- Coat of Arms of German-Austria
- Type: Collegiate body
- Status: Head of State; Chief executive; Cabinet;
- Jurisdiction: Provisional National Assembly
- Country: German-Austria

History
- Established: 30 October 1918
- Preceded by: Emperor of Austria (assumed all powers)
- Succeeded by: President of the Constituent National Assembly (as head of state); State Government (as cabinet); Principal committee of the National Assembly (received remaining powers);
- Dissolved: 15 March 1919

Composition
- Directory: Presidents of the National Assembly; State Chancellor; State Notary;
- Staff: 20 members of the National Assembly; State Secretaries;

= State Council (German-Austria) =

Executive Leadership of the Republic of German-Austria

The State Council (Staatsrat) was the executive leadership of the Republic of German-Austria, a collegiate body established in the last days of World War I by the Provisional National Assembly.

== Details ==
The council comprised the three co-equal Presidents of the National Assembly Franz Dinghofer, Johann Hauser (who had replaced Jodok Fink) and Karl Seitz, as well as 20 other elected members of the National Assembly.

One member was chosen to serve as state notary and had the task to sign acts of the State Council into law. The state notary was solely charged with validating these acts and not with countersigning them, which would have otherwise granted him the power of denial.

The three Presidents of the National Assembly, the head of the chancellery (Chancellor Karl Renner) and the state notary formed the Directory of the State Council.
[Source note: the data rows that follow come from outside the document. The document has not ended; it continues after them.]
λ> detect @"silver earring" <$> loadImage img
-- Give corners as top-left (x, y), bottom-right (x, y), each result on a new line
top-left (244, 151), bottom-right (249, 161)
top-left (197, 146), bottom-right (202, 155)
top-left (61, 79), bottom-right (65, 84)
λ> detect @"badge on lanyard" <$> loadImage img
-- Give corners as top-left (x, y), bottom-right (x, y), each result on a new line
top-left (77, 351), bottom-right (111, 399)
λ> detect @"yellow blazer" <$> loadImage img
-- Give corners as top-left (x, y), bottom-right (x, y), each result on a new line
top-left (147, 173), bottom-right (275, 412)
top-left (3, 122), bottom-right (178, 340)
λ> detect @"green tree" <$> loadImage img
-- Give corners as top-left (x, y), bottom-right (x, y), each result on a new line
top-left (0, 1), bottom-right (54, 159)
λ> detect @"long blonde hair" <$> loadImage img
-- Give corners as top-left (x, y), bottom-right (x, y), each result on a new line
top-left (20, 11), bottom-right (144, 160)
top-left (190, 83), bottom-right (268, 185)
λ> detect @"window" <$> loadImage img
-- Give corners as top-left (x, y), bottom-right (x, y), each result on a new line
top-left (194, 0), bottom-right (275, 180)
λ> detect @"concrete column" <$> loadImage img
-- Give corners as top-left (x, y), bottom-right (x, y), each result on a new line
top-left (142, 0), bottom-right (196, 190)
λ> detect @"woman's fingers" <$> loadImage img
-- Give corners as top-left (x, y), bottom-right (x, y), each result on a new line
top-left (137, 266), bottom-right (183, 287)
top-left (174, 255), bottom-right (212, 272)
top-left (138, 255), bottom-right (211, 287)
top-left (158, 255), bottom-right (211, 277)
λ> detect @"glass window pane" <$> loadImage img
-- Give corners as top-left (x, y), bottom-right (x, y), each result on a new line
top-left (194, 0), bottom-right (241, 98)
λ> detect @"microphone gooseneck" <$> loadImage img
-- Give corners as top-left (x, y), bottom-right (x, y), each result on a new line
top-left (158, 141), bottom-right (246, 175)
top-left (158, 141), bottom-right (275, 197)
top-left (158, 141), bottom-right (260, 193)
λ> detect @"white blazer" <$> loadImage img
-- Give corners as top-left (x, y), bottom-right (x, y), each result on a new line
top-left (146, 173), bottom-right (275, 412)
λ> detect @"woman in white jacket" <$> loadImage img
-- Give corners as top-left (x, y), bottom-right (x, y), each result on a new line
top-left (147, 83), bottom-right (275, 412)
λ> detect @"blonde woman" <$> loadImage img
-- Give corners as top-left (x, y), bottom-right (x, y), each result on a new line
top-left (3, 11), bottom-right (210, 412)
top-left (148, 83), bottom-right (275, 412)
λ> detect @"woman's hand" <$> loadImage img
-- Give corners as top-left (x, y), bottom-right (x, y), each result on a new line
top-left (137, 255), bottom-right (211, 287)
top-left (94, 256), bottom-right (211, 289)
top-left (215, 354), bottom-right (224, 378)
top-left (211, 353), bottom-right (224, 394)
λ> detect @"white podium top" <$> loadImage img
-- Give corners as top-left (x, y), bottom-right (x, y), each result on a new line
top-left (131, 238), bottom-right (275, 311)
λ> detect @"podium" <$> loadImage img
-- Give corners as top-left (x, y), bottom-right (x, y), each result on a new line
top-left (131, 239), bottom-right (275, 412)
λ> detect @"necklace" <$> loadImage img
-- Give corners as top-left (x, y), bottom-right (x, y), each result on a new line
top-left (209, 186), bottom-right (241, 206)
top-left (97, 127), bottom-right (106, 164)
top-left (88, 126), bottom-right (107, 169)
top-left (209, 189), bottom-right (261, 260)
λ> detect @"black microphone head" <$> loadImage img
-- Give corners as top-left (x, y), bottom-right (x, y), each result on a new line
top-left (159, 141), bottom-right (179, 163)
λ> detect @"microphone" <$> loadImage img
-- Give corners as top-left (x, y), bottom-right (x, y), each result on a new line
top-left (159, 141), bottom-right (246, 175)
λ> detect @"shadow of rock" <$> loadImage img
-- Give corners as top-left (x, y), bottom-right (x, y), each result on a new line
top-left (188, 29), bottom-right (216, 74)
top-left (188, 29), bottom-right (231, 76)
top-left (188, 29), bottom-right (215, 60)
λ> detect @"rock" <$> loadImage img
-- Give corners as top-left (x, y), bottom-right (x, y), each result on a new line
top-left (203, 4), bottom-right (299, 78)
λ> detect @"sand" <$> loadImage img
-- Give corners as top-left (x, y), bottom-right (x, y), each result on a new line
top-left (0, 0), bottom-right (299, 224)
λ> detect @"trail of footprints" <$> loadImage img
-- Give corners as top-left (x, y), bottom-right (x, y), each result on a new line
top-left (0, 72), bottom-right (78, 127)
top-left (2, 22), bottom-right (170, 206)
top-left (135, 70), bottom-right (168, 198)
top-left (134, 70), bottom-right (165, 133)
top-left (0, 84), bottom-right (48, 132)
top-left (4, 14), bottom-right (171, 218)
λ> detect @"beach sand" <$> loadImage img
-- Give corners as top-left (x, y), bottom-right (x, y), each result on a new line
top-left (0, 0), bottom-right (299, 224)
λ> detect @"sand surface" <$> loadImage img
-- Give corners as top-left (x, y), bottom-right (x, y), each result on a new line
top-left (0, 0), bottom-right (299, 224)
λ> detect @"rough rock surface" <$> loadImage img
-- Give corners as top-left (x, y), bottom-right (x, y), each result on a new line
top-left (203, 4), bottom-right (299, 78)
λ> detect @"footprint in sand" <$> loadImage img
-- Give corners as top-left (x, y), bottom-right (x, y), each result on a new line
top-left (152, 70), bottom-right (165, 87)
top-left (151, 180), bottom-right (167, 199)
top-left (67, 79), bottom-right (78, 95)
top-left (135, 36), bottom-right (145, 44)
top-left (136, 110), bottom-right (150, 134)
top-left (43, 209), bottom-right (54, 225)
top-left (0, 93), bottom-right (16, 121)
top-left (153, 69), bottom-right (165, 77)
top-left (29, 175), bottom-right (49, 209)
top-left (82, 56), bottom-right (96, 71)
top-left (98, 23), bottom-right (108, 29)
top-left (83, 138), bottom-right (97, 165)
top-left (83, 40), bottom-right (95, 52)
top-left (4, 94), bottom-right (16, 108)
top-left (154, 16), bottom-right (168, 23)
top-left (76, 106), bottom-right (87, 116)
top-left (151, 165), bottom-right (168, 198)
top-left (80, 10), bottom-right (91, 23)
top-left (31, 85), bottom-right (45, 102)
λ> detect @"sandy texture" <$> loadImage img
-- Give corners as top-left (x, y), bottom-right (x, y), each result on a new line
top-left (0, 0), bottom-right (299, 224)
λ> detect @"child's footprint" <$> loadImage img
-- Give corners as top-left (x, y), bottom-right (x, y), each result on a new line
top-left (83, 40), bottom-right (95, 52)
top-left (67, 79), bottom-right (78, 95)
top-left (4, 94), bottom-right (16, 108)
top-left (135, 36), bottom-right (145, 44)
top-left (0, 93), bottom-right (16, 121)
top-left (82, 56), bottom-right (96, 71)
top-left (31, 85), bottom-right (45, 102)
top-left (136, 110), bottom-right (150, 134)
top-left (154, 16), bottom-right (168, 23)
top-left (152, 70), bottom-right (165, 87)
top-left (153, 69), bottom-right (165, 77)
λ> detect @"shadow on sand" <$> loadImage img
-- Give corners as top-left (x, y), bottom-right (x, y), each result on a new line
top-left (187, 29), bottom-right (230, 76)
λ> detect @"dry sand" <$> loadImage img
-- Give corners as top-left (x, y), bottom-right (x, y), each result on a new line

The State Council appointed the First Renner government as of 30 October 1918. On 12 November 1918, the council provisionally assumed all constitutional powers of the emperor.

== Executive role ==
The State Council exercised its executive powers through the state secretaries who in turn were coordinated by the state chancellor – all of these together formed the state government. The state secretaries headed the state offices (analogous to modern ministries), commonly in direct succession of the monarchic ministries. The State Office of Foreign Affairs for example succeeded the Imperial and Royal Ministry of Foreign Affairs (the first State Secretary was Victor Adler, who already died on 11 November 1918), the State Office of Military Affairs succeeded the Imperial and Royal Ministry of War and the Imperial and Royal Ministry of Defence, the State Office of Traffic Affairs succeeded the Imperial and Royal Ministry of Railways.

Undersecretaries of state could be assigned as political assistants to the state secretaries.

== Dissolution ==
With the implementation of the law on the state government (created on 14 March 1919), the State Council and its directory as well as the state notary were abolished in March 1919. The status of head of state was transferred to Karl Seitz as President of the Constituent National Assembly. Remaining powers were overtaken by the state government and the newly established standing principal committee of the National Assembly.